In an attempt to not block anyone behind me, I kept to the side as much as I could standing in front of a thin metal book rack. It took a few moments but eventually I let my eyes scan the shelf.
To my surprise, it was full of graphic novels for young-adult readers as well as a colorful variety of children’s books and young reader illustrated works.
As I stood waiting for Steve to remove another fascinating subject from a row of containers he had lined up on the table, my attention was diverted by a particular set of three books within my eyesight.
I reached for the glossy spine of the first book and upon glancing at the cover, knew I had stumbled upon something special. Those alert, internal, artistic sensors of mine were a buzz and tingle with excitement.
The very title and artwork on the cover alone told me I was in store for something remarkable.
The book’s title read “Bink & Gollie” and it was written by well-know children’s book authors Kate DiCamillo and Alison McGhee with illustrations by Tony Fucile.
This collaborative trio of creative minds had combined talents to create a fun-filled series of books about a mismatched pair of best friends.
At first I failed to recognized who exactly the creators actually were.

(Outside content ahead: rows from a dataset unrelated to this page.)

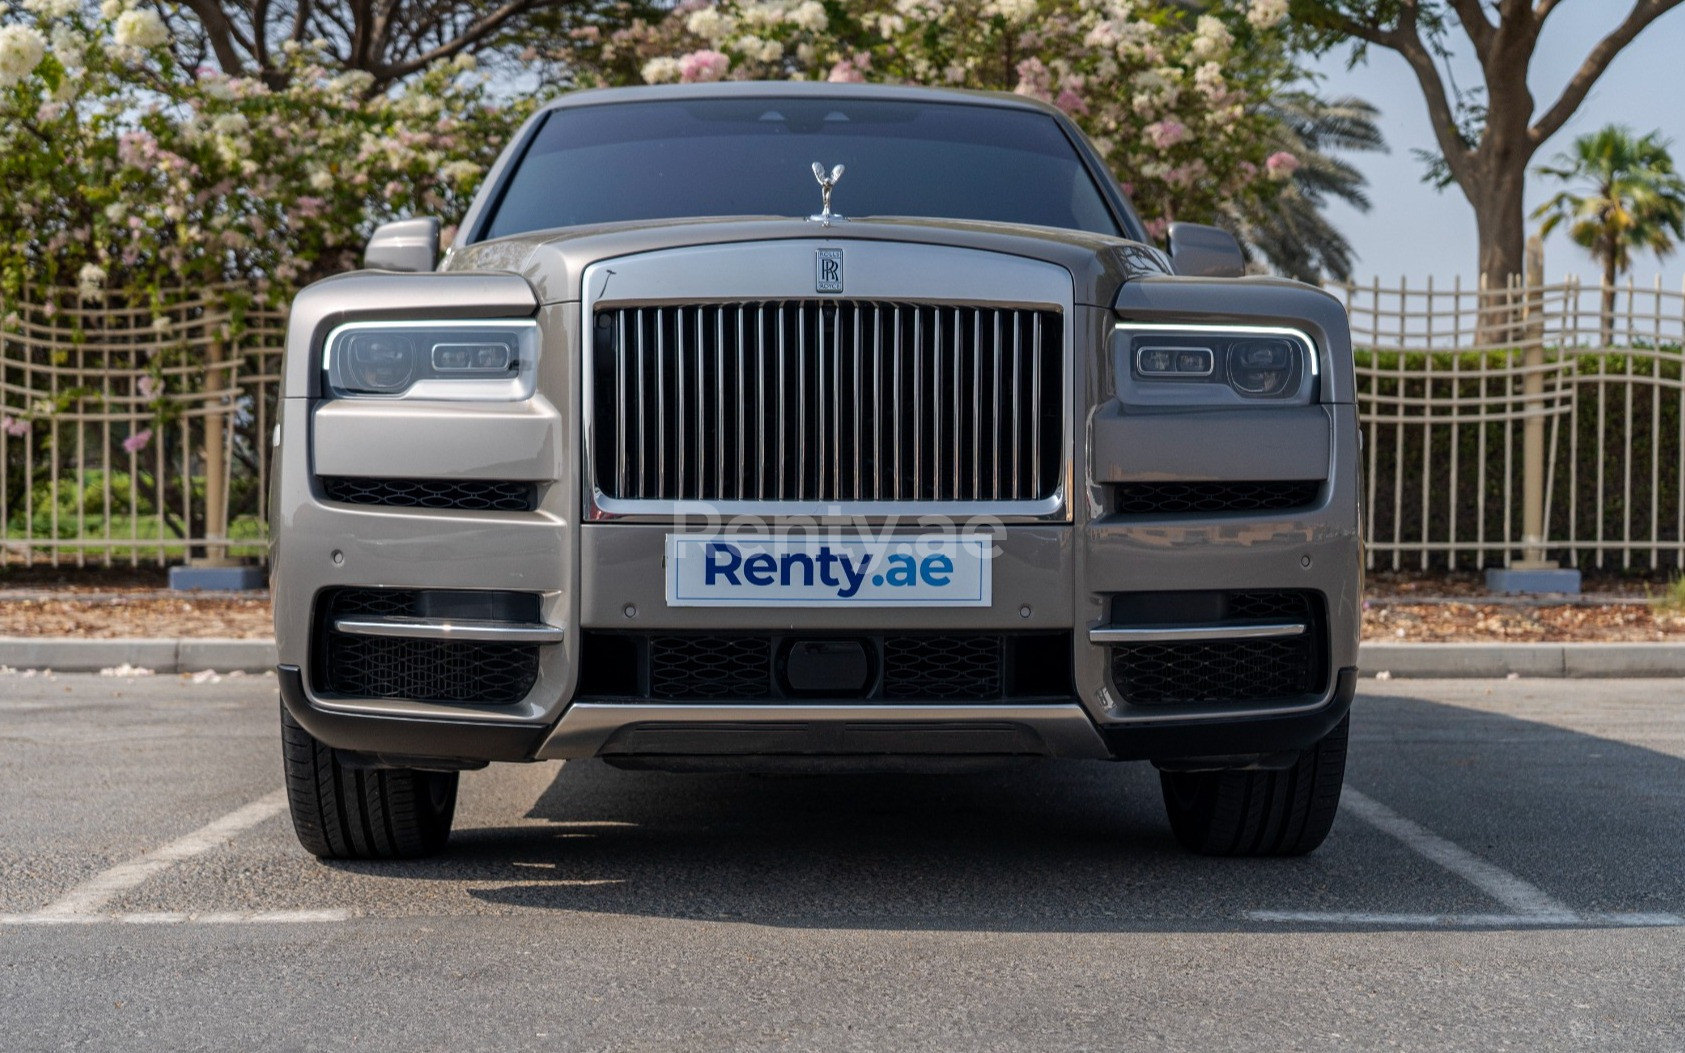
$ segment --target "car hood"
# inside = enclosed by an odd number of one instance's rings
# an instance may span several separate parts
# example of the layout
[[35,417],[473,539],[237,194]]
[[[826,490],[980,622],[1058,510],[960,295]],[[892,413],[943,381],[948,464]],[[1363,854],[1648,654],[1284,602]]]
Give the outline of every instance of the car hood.
[[599,260],[694,245],[791,240],[901,241],[1042,260],[1070,272],[1078,304],[1100,307],[1110,306],[1118,287],[1132,278],[1172,273],[1170,261],[1150,245],[1080,230],[899,217],[826,226],[784,216],[663,219],[533,231],[453,247],[440,269],[512,272],[532,285],[541,303],[563,303],[580,298],[580,278]]

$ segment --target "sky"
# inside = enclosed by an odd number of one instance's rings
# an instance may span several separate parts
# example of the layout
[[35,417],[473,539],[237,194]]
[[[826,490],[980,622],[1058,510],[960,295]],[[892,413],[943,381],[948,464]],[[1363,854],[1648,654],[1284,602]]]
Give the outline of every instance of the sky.
[[[1620,22],[1632,2],[1567,0],[1556,10],[1545,23],[1528,76],[1536,114],[1556,100],[1586,53]],[[1430,274],[1435,284],[1448,284],[1460,274],[1465,283],[1472,281],[1479,273],[1474,211],[1457,187],[1438,192],[1423,183],[1423,166],[1411,154],[1412,147],[1434,147],[1414,74],[1390,51],[1371,48],[1368,60],[1349,71],[1348,56],[1349,51],[1336,52],[1318,64],[1326,78],[1320,90],[1325,95],[1356,95],[1379,107],[1381,129],[1391,148],[1388,154],[1348,155],[1369,179],[1374,207],[1367,215],[1342,203],[1328,210],[1357,250],[1354,277],[1396,284],[1402,276],[1414,285]],[[1460,62],[1457,79],[1459,84],[1480,83],[1472,59]],[[1591,96],[1545,143],[1532,165],[1548,163],[1574,139],[1606,124],[1626,124],[1640,134],[1660,131],[1673,141],[1674,159],[1685,168],[1685,7],[1661,16],[1616,57]],[[1529,175],[1528,211],[1559,187]],[[1538,225],[1534,220],[1528,224],[1529,232]],[[1545,243],[1545,273],[1552,281],[1569,273],[1595,281],[1599,267],[1584,249],[1556,232]],[[1637,255],[1631,273],[1644,287],[1660,274],[1664,287],[1677,290],[1685,280],[1685,251],[1676,250],[1659,262],[1652,253]]]

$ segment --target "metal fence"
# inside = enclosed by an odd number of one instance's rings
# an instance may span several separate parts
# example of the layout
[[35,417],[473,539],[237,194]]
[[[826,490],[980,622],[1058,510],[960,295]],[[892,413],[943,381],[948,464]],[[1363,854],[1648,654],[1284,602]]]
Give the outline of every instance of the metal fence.
[[[1685,290],[1334,291],[1371,566],[1685,568]],[[279,310],[58,289],[0,320],[0,563],[262,553]]]
[[241,288],[0,300],[0,562],[261,554],[283,325]]
[[1359,348],[1371,566],[1685,568],[1685,290],[1334,291]]

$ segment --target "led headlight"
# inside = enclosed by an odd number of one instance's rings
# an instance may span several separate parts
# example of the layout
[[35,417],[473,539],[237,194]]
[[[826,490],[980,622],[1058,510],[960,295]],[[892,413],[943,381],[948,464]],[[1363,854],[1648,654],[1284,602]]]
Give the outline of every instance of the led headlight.
[[1132,405],[1303,405],[1315,397],[1316,347],[1296,329],[1121,323],[1118,397]]
[[529,398],[538,323],[352,322],[328,334],[330,394],[347,398],[515,401]]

Katie DiCamillo is the author of “Because of Winn-Dixie” and “The Tale of Despereaux.” Alison McGhee is know for penning the “Julia Gillian” series, and as for Tony Fucile, I felt I had seen his art somewhere before and was correct in discovering that he was a character designer for two of my favorite recent Disney animated films “The Incredibles” and “Brave.”
I’ll admit it was Fucile’s energetic line work on the cover and animated depiction of the two girls in their roller skates that got me to open the book in the first place; and I couldn’t have be more glad that I did.

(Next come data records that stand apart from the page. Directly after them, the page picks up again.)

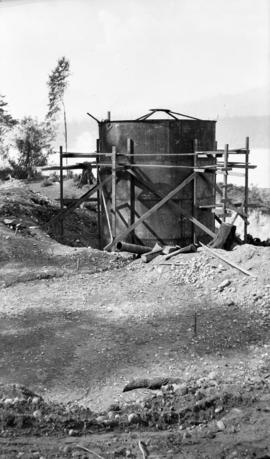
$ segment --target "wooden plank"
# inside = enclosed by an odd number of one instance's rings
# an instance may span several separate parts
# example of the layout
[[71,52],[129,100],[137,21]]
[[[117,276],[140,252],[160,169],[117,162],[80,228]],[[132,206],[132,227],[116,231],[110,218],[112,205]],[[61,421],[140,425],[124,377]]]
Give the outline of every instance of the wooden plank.
[[112,236],[116,236],[116,147],[112,147]]
[[96,153],[63,153],[63,158],[96,158]]
[[[198,154],[206,154],[206,155],[224,155],[224,150],[222,149],[217,149],[217,150],[205,150],[205,151],[198,151],[197,152]],[[244,154],[245,153],[245,149],[235,149],[235,150],[229,150],[228,153],[230,155],[239,155],[239,154]]]
[[[128,171],[130,174],[134,172],[129,170]],[[141,183],[141,185],[145,188],[145,189],[148,189],[150,190],[152,193],[154,193],[157,197],[159,198],[164,198],[166,195],[164,193],[161,193],[160,191],[157,191],[155,189],[155,187],[152,185],[150,185],[149,182],[144,182],[143,180],[141,180],[140,178],[138,178],[137,175],[136,176],[136,179]],[[209,228],[207,228],[205,225],[203,225],[201,222],[199,222],[199,220],[197,220],[196,218],[194,217],[191,217],[189,215],[188,212],[184,211],[182,209],[182,207],[179,205],[179,204],[175,204],[173,201],[168,201],[168,205],[173,209],[175,215],[183,215],[184,217],[186,217],[189,221],[191,221],[192,223],[194,223],[195,225],[197,225],[199,228],[201,228],[201,230],[203,230],[205,233],[209,234],[209,236],[211,237],[215,237],[215,233],[213,233],[213,231],[211,231]]]
[[[64,208],[64,178],[63,178],[63,147],[59,150],[59,168],[60,168],[60,209],[63,212]],[[64,223],[60,222],[60,236],[64,235]]]
[[165,255],[164,260],[169,260],[172,257],[175,257],[176,255],[179,255],[180,253],[195,253],[197,252],[197,247],[194,244],[187,245],[186,247],[182,247],[180,249],[174,250],[174,252],[169,253],[168,255]]
[[204,245],[202,242],[200,242],[200,245],[201,245],[207,252],[210,252],[211,255],[213,255],[214,257],[219,258],[220,260],[224,261],[225,263],[227,263],[228,265],[232,266],[233,268],[238,269],[238,271],[241,271],[242,273],[246,274],[247,276],[256,278],[256,276],[254,276],[254,274],[249,273],[249,272],[246,271],[245,269],[243,269],[243,268],[241,268],[240,266],[238,266],[236,263],[233,263],[232,261],[227,260],[227,259],[224,258],[222,255],[220,255],[219,253],[216,253],[216,251],[215,251],[214,249],[210,249],[209,247],[207,247],[206,245]]
[[[100,141],[99,139],[96,139],[96,151],[97,153],[99,152],[99,147],[100,147]],[[99,164],[99,156],[96,156],[96,163],[97,163],[97,183],[99,184],[101,182],[100,180],[100,169],[98,167]],[[102,187],[101,187],[102,190]],[[98,248],[101,249],[101,194],[100,190],[97,190],[97,230],[98,230]]]
[[[119,162],[118,163],[119,166],[126,166],[127,164],[126,163],[121,163]],[[194,166],[177,166],[175,164],[129,164],[128,165],[129,167],[136,167],[136,168],[143,168],[143,167],[151,167],[152,169],[156,168],[156,167],[161,167],[161,168],[164,168],[164,169],[194,169]],[[211,169],[211,170],[215,170],[217,167],[216,165],[209,165],[207,166],[207,169]]]
[[[132,139],[127,139],[127,154],[129,157],[130,164],[134,164],[134,145]],[[135,222],[135,182],[133,175],[129,174],[129,188],[130,188],[130,222],[129,224],[132,225]],[[135,243],[135,234],[134,231],[131,232],[131,241]]]
[[[63,170],[75,170],[75,169],[83,169],[84,167],[86,167],[86,164],[90,164],[92,168],[96,168],[97,167],[97,164],[96,163],[85,163],[85,165],[83,163],[80,163],[80,164],[71,164],[69,166],[63,166],[62,169]],[[46,167],[43,167],[42,168],[43,171],[59,171],[60,170],[60,166],[46,166]]]
[[101,188],[101,198],[102,198],[103,207],[104,207],[104,211],[105,211],[105,215],[106,215],[106,220],[107,220],[108,230],[109,230],[109,234],[110,234],[110,239],[112,241],[113,240],[112,227],[111,227],[111,222],[110,222],[110,217],[109,217],[109,212],[108,212],[108,207],[107,207],[107,203],[106,203],[103,187]]
[[[194,144],[193,144],[193,151],[194,153],[196,153],[198,150],[198,140],[195,139],[194,140]],[[192,206],[192,216],[194,218],[197,218],[197,180],[198,180],[198,175],[197,175],[197,172],[200,172],[197,170],[197,155],[195,154],[194,155],[194,158],[193,158],[193,166],[194,166],[194,180],[193,180],[193,206]],[[193,243],[196,244],[197,243],[197,236],[196,236],[196,226],[192,225],[192,232],[193,232]]]
[[[217,163],[218,166],[222,166],[221,163]],[[228,163],[228,168],[231,168],[231,169],[256,169],[257,166],[255,166],[255,164],[248,164],[248,166],[245,166],[245,164],[232,164],[232,163]]]
[[99,151],[94,151],[91,153],[81,153],[81,152],[68,152],[63,153],[63,158],[96,158],[96,156],[111,156],[112,153],[100,153]]
[[[211,187],[214,186],[214,188],[216,189],[216,191],[217,191],[221,196],[223,196],[223,191],[221,190],[221,188],[220,188],[216,183],[212,184],[212,183],[210,182],[210,180],[208,179],[208,177],[207,177],[205,174],[200,174],[200,176],[203,178],[204,181],[206,181],[206,182],[208,183],[208,185],[210,185]],[[231,201],[229,198],[227,198],[227,203],[228,203],[228,204],[227,204],[228,209],[234,210],[235,212],[238,212],[237,207],[235,207],[235,206],[233,205],[232,201]],[[240,215],[240,214],[239,214],[239,215]],[[245,214],[244,212],[243,212],[240,216],[243,218],[243,220],[244,220],[245,218],[247,218],[247,214]]]
[[228,156],[229,156],[229,145],[226,143],[224,148],[224,175],[223,175],[223,221],[226,221],[226,204],[228,196]]
[[150,217],[154,212],[156,212],[160,207],[162,207],[166,202],[168,202],[173,196],[175,196],[180,190],[182,190],[188,183],[194,179],[194,174],[190,174],[183,182],[181,182],[176,188],[174,188],[170,193],[164,196],[157,204],[155,204],[151,209],[147,210],[138,220],[136,220],[132,225],[124,230],[121,234],[116,236],[113,242],[109,243],[104,247],[105,250],[109,250],[114,244],[123,240],[132,230],[137,228],[140,223],[143,223],[148,217]]
[[[246,167],[245,167],[245,201],[244,201],[244,210],[245,214],[248,215],[248,161],[249,161],[249,137],[246,138]],[[244,241],[247,242],[247,219],[244,222]]]
[[223,204],[204,204],[198,207],[199,209],[215,209],[216,207],[223,207]]
[[48,223],[45,223],[44,225],[42,225],[42,227],[46,228],[46,227],[50,226],[52,223],[54,223],[57,220],[59,220],[60,218],[64,218],[65,215],[67,215],[69,212],[72,212],[73,210],[75,210],[77,207],[79,207],[80,204],[82,204],[82,202],[86,201],[87,198],[90,198],[90,196],[95,194],[97,192],[97,190],[100,190],[101,187],[104,186],[105,183],[107,183],[109,180],[111,180],[111,175],[106,177],[103,180],[103,182],[100,182],[99,184],[94,185],[92,188],[90,188],[90,190],[88,190],[86,193],[84,193],[80,198],[75,199],[73,204],[71,204],[69,207],[67,207],[67,209],[63,209],[62,211],[60,211]]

The short stories contained within each of the three volumes focus on the adventures of two young girls, one named Bink the other Gollie, both of whom are different in size, hair color, dress and personal tastes. It is this blend of similarities and differences gives the book heart and makes the pair perfect for each other.

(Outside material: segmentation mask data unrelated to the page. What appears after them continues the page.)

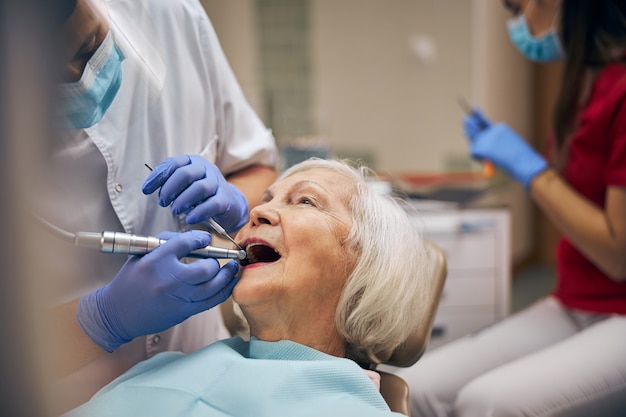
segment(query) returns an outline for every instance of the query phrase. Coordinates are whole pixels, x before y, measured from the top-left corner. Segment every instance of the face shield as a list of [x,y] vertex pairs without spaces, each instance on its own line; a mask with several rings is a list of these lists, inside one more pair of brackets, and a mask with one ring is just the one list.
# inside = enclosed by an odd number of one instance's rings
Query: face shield
[[[73,33],[89,34],[99,25],[108,27],[108,31],[80,79],[60,86],[60,126],[66,129],[88,128],[97,123],[130,126],[149,111],[163,88],[166,69],[153,41],[157,39],[154,25],[138,1],[79,0],[78,3],[78,16],[73,23],[81,26]],[[79,44],[82,41],[78,39]]]

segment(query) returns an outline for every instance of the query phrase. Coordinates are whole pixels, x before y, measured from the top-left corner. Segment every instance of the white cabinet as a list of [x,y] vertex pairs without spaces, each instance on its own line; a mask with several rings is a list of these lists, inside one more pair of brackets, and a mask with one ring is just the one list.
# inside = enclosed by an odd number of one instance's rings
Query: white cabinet
[[448,278],[429,349],[509,314],[511,219],[507,208],[420,211],[424,237],[446,255]]

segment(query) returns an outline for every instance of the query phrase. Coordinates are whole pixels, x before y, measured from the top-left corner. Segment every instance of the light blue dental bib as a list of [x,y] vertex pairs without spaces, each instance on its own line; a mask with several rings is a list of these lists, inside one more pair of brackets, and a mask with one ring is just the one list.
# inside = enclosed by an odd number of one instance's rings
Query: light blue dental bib
[[232,338],[141,362],[66,416],[393,416],[351,360]]

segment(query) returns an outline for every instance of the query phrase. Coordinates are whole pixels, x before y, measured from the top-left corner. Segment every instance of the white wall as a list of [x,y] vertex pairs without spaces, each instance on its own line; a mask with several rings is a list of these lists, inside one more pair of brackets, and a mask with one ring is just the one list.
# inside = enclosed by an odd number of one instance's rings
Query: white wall
[[200,0],[248,101],[263,114],[255,0]]
[[[264,113],[254,29],[255,0],[202,0],[244,92]],[[465,97],[493,120],[531,134],[531,65],[511,45],[494,0],[310,0],[315,121],[332,148],[373,155],[376,168],[446,171],[469,163]],[[432,41],[422,62],[415,38]],[[270,126],[271,127],[271,126]],[[513,259],[532,245],[531,205],[511,183]]]
[[371,149],[379,169],[445,171],[468,158],[459,97],[528,131],[530,67],[500,2],[313,0],[312,14],[316,108],[334,146]]
[[[383,170],[442,171],[449,155],[466,157],[457,98],[469,99],[471,2],[312,6],[316,108],[334,147],[370,150]],[[412,52],[418,37],[431,40],[432,62]]]
[[[261,108],[255,0],[202,0],[248,99]],[[444,171],[467,157],[459,97],[530,133],[530,65],[493,0],[311,0],[316,121],[380,169]],[[435,48],[430,63],[414,39]]]

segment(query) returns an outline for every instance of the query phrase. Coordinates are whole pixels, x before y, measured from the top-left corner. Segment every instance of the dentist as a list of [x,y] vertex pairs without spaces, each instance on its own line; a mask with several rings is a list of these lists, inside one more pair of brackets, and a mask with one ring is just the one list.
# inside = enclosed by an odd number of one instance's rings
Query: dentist
[[[246,101],[197,0],[59,0],[65,63],[42,217],[69,231],[171,239],[144,257],[74,248],[83,276],[51,311],[64,409],[137,362],[230,336],[238,266],[186,263],[214,218],[229,233],[276,178],[272,133]],[[144,164],[155,167],[152,173]],[[63,271],[51,271],[63,276]],[[69,290],[68,290],[69,288]],[[67,348],[67,349],[66,349]],[[80,355],[75,355],[79,351]]]

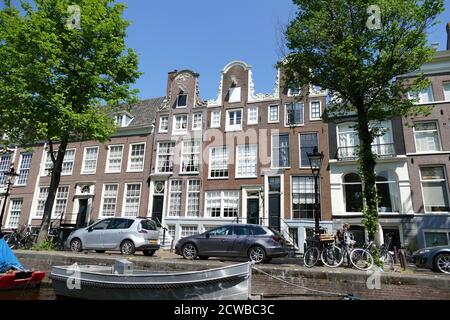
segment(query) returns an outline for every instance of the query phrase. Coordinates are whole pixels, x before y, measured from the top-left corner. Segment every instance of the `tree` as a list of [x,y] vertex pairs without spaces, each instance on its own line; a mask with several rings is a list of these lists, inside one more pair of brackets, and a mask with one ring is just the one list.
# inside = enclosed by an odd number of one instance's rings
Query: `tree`
[[[136,99],[137,54],[127,49],[114,0],[9,1],[0,11],[0,133],[4,143],[46,142],[53,168],[38,242],[45,240],[66,147],[105,141],[120,104]],[[56,149],[57,148],[57,149]]]
[[298,12],[285,31],[289,54],[280,63],[285,81],[298,88],[328,89],[326,121],[345,114],[357,118],[363,224],[374,239],[379,224],[372,144],[383,132],[371,124],[427,112],[405,99],[407,91],[426,87],[423,75],[409,83],[398,76],[432,59],[427,28],[443,11],[443,1],[294,0],[294,4]]

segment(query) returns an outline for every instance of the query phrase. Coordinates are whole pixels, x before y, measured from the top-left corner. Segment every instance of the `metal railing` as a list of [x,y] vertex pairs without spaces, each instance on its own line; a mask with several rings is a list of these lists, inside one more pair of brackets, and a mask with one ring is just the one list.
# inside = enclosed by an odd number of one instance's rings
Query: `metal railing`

As Katie DiCamillo pointed out, “The story is the oldest story, the best story, the story of a friendship.” Their website www.binkandgollie.com also is a lot of fun to explore, with humorous creator bios, fun extras and downloadable materials for teachers and parents, I highly recommend it.
In order to get this first book home, I was going to need a library card. Not having had one since childhood, it only took a few minutes to make adult me official again. I’m actually very proud to say I now have a library card, or at least will the next time I go back and receive it.
After registering for my card I was able to check out my first book and happily chose the one which had intrigued me so earlier.
It was a quick read, as it is intended to be, but the fun for me does not stop after that first read. My entertainment side did enjoy the book and will gladly re-read many times but it was more for my artistic side that I felt compelled to get the book. The artwork contained within its pages was very inspiring to me and something that I wanted to have more time to really enjoy and learn from.
I can’t wait to be able to pick up the remaining two volumes form the library, as well as see what more wacky fun awaits Bink and Gollie.
So why tell you all this?
I mean I’m sure you already know how amazing books are and have library cards with far more wear on them than my yet to be one, but I guess this column is more for those who may have not given themselves a chance to find something new that inspires them today.
Be it on a library bookshelf, during a walk in park, or waiting in line at the grocery store there are constantly things, both big and small, all around us that have potential to unexpectedly grab out attention and change our lives for the better.
You just have to look.
Up, down, all-around ... over, under, in-between ... that next great thing might be right in front of you, if you only take the time to see it.
So keep you eyes and your minds wide open.
As Gollie would say “Use your gray matter, Bink!”